Yargıtay 12, Hukuk Dairesinin 2016/8064 karar sayılı içtihadı : "İİK'nun 261. maddesi uyarınca alacaklı ihtiyati haciz kararının verildiği tarihten itibaren 10 gün içinde kararı veren mahkemenin yargı çevresindeki icra dairesinden kararın infazını istemeye mecburdur. İhtiyati haciz kararı takip başladıktan sonra ise, ihtiyati haciz kararının takip dosyasından infazının istenmesi gerektiği gibi asıl takip dosyası yerine başka bir takip dosyasından infaz edilmesi takip hukuku kuralları ile bağdaşmaz." şeklindedir.
Öncelikle İhtiyati haciz, icra takip işlemi niteliğinde değildir. Asıl icra takip işlemine yardımcı olan, güvence sağlayan, koruyucu nitelikte bir düzenleme olup yapılacak icra takibinden veya açılacak davadan önce uygulanan bir nevi tedbir işlemidir. Bu nedenle ayrıca tevziye tabi tutulmasında da hukuka aykırı bir yön bulunmamaktadır.
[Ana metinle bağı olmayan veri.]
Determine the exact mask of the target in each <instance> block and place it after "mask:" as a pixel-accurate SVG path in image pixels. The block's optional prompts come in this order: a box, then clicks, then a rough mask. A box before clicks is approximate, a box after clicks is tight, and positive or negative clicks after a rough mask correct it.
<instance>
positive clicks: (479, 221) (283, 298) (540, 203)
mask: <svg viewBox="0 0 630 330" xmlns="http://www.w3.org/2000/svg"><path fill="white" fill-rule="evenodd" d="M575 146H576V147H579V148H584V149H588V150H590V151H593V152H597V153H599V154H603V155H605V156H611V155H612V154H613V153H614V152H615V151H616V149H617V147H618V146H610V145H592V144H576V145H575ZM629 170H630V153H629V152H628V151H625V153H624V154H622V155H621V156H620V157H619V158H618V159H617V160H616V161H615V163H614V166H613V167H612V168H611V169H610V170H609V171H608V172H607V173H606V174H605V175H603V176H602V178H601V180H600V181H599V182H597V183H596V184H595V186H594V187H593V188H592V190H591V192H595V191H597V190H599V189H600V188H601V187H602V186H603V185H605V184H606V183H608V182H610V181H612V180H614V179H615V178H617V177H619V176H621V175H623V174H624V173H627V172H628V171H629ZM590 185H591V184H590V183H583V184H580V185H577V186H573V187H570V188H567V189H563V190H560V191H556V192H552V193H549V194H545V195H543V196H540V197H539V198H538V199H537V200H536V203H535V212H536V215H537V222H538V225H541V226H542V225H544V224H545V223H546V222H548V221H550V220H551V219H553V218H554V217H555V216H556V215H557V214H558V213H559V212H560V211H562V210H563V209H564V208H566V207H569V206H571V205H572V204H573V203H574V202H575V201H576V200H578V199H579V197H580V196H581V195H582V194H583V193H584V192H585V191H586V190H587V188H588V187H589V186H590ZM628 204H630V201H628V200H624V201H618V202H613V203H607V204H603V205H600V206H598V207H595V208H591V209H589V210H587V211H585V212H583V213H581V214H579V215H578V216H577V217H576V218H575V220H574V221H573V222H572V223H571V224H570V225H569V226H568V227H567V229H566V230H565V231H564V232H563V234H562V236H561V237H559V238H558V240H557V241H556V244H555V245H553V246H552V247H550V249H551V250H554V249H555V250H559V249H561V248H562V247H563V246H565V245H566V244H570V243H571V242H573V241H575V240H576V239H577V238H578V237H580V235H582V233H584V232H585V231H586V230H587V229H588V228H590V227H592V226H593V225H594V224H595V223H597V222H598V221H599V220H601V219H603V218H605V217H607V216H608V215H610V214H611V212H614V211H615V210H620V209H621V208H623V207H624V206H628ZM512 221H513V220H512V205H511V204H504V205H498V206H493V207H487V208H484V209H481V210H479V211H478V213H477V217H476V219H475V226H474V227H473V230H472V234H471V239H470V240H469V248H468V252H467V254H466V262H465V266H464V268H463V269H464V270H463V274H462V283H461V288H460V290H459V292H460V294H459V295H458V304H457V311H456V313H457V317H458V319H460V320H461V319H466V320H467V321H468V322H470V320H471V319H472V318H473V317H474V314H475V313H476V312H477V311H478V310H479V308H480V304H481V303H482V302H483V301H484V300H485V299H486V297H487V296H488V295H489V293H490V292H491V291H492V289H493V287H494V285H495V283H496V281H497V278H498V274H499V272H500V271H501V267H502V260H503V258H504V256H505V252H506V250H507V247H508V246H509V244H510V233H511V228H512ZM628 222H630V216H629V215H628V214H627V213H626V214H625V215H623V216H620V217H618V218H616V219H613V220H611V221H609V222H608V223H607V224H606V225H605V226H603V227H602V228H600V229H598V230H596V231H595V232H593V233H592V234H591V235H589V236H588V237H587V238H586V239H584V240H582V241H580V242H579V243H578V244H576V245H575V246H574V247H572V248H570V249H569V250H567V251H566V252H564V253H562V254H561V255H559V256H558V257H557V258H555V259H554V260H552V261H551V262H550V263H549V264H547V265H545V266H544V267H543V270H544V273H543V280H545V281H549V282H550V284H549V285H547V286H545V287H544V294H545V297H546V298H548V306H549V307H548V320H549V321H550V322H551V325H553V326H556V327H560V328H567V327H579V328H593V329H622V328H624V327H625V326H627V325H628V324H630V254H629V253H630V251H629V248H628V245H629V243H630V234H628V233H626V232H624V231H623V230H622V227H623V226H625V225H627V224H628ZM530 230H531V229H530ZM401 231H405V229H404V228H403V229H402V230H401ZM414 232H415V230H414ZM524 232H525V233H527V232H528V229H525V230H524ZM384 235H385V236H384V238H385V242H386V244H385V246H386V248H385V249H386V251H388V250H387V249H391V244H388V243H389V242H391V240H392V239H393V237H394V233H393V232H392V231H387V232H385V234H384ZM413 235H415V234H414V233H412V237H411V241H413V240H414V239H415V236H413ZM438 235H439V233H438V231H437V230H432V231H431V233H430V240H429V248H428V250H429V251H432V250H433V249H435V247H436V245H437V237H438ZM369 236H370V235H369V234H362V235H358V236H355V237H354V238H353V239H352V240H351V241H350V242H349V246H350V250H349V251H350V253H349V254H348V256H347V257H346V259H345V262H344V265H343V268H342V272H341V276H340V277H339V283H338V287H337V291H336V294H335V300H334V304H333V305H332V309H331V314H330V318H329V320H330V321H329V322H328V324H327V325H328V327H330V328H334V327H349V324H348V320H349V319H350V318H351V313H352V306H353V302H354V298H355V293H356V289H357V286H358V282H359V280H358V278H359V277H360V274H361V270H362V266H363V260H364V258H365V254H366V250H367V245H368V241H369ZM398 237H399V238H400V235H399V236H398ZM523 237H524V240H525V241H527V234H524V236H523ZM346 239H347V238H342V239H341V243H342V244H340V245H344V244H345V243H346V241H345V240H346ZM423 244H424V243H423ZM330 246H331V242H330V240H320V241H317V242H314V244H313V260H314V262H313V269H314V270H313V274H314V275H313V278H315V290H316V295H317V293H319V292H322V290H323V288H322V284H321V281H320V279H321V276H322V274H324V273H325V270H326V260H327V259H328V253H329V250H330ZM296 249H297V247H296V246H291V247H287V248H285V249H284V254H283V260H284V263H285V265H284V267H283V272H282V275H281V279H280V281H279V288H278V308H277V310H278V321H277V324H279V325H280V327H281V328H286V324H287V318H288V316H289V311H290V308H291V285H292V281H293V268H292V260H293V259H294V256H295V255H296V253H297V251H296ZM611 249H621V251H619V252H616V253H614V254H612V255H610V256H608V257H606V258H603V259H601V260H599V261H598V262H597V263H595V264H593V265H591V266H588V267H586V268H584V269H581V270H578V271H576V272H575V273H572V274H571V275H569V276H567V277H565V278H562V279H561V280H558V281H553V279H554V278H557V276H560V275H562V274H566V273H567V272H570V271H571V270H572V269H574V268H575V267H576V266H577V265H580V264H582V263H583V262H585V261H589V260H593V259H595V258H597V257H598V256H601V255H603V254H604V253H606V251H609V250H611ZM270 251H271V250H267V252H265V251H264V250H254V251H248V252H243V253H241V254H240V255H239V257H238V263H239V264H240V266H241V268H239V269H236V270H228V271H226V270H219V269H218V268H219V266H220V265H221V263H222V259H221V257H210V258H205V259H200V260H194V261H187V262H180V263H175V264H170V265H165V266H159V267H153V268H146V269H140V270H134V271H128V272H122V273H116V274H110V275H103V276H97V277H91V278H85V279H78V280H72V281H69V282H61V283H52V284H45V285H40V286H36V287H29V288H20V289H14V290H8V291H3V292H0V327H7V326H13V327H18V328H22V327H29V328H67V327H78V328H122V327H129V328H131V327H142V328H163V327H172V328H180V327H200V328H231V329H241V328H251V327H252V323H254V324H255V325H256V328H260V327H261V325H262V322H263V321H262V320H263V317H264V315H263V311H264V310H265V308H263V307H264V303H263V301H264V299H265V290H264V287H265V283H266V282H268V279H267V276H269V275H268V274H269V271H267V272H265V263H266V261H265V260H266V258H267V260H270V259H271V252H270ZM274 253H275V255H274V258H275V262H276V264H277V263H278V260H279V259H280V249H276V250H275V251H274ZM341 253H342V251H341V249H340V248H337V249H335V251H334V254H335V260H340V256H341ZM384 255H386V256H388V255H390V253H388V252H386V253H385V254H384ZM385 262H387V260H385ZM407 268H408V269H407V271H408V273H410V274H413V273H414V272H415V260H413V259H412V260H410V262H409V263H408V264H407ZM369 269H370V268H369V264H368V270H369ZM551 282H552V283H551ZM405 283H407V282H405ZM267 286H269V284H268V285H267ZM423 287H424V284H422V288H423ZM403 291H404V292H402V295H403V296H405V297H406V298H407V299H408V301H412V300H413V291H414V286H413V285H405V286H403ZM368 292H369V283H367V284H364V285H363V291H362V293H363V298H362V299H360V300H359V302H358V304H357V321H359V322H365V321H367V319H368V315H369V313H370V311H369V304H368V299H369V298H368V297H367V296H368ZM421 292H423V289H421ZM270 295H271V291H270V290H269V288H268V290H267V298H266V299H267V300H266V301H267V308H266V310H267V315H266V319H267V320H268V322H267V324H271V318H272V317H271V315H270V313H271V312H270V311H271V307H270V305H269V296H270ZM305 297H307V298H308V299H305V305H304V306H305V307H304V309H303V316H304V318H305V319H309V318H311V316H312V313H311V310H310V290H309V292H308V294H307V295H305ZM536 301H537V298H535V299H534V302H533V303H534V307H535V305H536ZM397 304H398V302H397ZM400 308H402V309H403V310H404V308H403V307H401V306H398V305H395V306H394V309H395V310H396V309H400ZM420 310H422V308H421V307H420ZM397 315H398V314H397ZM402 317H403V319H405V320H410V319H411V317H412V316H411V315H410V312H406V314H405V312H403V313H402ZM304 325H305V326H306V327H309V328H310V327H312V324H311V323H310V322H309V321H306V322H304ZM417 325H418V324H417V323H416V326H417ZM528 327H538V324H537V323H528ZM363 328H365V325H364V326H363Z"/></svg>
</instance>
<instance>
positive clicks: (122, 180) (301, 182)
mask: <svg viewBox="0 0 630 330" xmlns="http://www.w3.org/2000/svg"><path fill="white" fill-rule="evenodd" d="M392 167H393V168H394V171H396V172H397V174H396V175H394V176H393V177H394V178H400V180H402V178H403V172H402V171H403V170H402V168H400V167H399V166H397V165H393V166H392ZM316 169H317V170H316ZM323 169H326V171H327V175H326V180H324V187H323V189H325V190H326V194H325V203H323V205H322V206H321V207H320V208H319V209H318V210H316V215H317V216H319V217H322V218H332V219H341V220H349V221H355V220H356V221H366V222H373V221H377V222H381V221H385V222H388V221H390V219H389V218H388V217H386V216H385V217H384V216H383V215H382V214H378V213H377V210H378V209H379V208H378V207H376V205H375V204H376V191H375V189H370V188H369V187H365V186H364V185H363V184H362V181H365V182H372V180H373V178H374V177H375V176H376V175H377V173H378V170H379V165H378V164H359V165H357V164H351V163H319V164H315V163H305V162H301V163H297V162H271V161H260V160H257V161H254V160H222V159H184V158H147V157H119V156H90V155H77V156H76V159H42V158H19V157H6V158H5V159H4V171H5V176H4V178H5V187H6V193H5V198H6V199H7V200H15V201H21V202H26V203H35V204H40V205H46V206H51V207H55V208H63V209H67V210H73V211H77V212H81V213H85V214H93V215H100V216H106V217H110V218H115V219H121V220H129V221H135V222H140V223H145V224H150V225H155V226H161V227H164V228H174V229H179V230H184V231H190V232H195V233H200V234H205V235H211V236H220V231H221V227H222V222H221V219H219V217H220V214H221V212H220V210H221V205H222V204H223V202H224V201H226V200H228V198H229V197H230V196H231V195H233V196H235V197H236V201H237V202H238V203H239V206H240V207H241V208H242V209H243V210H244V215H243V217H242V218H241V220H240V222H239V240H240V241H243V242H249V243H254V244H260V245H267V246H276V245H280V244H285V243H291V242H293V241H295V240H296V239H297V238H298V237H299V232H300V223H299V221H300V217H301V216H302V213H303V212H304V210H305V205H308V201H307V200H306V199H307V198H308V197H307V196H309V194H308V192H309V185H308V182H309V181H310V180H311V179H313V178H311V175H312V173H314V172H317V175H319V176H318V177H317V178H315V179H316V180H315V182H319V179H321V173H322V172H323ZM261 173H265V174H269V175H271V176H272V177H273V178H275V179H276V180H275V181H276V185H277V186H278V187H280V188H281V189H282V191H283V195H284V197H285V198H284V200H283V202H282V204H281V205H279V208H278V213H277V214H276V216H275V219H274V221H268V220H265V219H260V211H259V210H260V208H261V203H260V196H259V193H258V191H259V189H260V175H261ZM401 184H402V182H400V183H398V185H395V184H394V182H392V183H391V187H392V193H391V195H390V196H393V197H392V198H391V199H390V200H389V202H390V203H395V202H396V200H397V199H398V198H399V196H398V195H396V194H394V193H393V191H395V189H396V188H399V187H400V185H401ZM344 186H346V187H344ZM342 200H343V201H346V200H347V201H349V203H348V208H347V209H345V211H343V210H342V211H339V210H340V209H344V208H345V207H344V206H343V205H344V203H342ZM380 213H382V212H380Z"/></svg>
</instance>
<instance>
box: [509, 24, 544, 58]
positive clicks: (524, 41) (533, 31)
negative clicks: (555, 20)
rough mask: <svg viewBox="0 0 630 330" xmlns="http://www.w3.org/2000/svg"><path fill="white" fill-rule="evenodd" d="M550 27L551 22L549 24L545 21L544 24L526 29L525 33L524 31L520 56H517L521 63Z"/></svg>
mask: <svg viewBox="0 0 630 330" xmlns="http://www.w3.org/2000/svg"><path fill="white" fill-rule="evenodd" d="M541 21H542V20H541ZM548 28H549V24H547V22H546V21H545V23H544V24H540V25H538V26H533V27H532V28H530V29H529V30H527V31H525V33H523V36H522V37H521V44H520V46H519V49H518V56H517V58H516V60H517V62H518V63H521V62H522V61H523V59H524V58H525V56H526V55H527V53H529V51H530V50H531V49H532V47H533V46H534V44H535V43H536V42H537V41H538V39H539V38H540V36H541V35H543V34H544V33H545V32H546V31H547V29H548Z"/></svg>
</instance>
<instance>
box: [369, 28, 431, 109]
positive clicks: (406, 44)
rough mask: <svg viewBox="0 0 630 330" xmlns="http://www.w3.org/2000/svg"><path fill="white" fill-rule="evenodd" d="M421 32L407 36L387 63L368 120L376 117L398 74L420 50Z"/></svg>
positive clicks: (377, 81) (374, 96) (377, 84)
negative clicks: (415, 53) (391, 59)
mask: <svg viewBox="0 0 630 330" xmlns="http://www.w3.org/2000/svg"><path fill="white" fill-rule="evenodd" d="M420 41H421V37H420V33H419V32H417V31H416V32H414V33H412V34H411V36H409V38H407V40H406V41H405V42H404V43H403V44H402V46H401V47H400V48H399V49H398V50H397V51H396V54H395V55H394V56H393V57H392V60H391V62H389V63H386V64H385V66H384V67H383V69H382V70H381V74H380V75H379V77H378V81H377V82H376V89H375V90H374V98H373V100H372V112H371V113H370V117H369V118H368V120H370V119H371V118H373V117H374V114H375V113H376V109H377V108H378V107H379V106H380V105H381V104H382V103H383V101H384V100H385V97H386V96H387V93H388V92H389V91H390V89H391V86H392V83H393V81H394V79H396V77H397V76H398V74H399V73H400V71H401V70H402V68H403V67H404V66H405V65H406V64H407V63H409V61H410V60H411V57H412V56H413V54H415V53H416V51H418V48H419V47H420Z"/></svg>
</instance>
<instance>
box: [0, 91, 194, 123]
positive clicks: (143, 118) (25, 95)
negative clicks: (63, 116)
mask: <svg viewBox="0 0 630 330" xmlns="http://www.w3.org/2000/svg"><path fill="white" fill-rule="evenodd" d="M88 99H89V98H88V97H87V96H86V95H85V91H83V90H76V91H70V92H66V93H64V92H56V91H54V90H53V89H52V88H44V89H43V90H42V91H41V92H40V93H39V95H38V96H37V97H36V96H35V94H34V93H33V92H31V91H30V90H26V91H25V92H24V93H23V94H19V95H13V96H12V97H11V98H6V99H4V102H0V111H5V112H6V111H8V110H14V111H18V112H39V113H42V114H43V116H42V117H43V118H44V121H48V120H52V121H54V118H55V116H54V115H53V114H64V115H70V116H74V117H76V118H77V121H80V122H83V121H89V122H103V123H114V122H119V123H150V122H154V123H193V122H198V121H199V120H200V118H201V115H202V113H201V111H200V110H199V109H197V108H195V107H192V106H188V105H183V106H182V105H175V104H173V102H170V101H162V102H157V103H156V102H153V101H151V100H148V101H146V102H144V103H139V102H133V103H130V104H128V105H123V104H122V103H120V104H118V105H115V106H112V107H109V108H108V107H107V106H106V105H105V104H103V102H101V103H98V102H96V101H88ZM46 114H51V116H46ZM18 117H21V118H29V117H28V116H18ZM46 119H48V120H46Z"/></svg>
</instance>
Somut olayımızda da takip talebinde bulunulmasına rağmen ödeme emrinin tebliğe çıkartılmadığı, ve bu suretle komisyonun istikrar kazanmış kararları uyarınca kotadan bağımsız tevzi uygulamasından kaçınmak niyetinde olduğu anlaşılmakla,mevcut uygulamanın bu haliyle adliyede adaletsiz iş yükü dağılımına sebebiyet verebileceği gözetilerek İcra Müdürlüğünün usul ve yasaya uygun kararına karşı -Yargıtay 12. Hukuk Dairesinin emsal içtihadındaki görüşüne katılmayarak- şikayetin reddine karar vermek gerekmiş aşağıdaki şekilde hüküm kurulmuştur.